What children don’t understand is that it only takes once to get caught by police taking illicit drugs and then their reputation is tarred.
Protecting children who are under 18: Distributing illicit drugs
We have recently become aware of a young man who decided that he would pick up some drugs while he was in Adelaide and bring them back to the local area.
He didn’t think there was any harm in it because he was just doing his mates a favour.
One of his mates was under the age of 18.
What he didn’t realize was that his actions in distributing illicit drugs to a minor carry a severe penalty including a hefty fine and a lengthy term of imprisonment.
Protecting children who are under 18: Driving whilst disqualified
This offence is often thought of as just a traffic offence, but it is considered a very serious offence that carries a jail term unless there are exceptional reasons to refrain from imposing a jail term.
If one of your children loses their driver’s licence, it is extremely important that they do not drive until they have their licence back.
Protecting children who are under 18: Under age sex
The general rule in South Australia (that has some exceptions) is that the age of consent is 17.
This means that if your son is 18 and in a relationship with a 16 year old girl, and if he has sexual intercourse with her, he faces a maximum penalty of 10 years imprisonment if any person reports him to the police.
It doesn’t matter if your son and his girlfriend love each other or if they both say they consented, because the law deems a 16 year old girl as being incapable of providing consent.
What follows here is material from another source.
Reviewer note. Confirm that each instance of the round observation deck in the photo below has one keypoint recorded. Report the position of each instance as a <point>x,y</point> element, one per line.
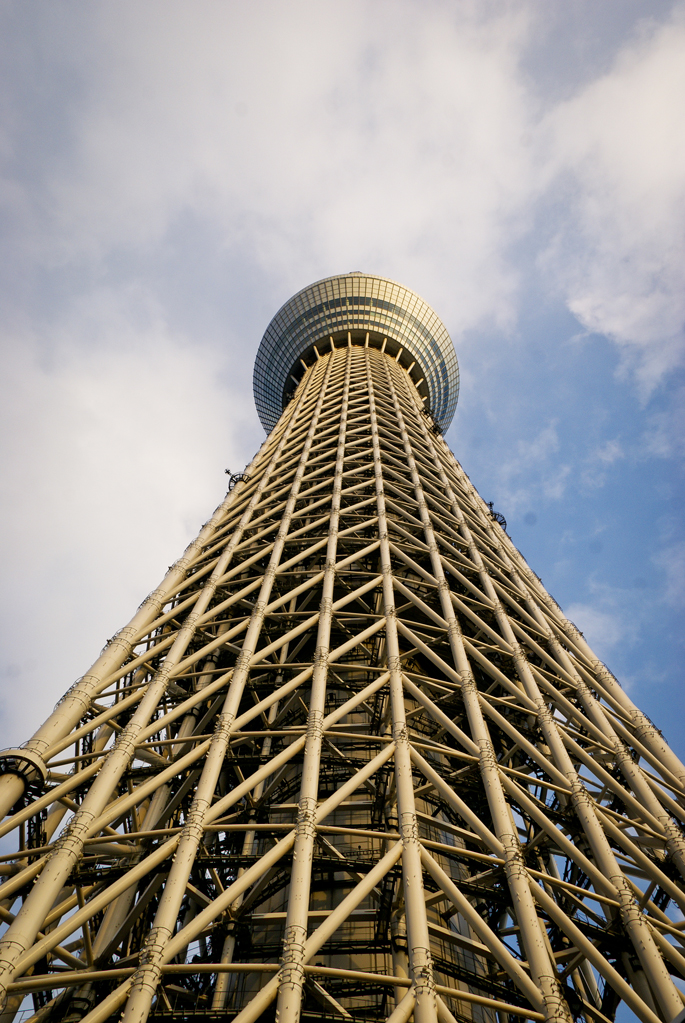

Once convicted of a sexual offence, you become a registrable offender under the Child Sex Offenders Registration Act.
This could have a significant and ongoing detrimental effect for the rest of your life.
It is essential that you inform your children of the legal implications of under age sex as they head into their teenage years.
How are you protecting your children who are under 18?
Although many of our suggestions are not particularly pleasant, if you deal with them now you could be protecting your children from financial difficulties or from doing something that they might regret for the rest of their life.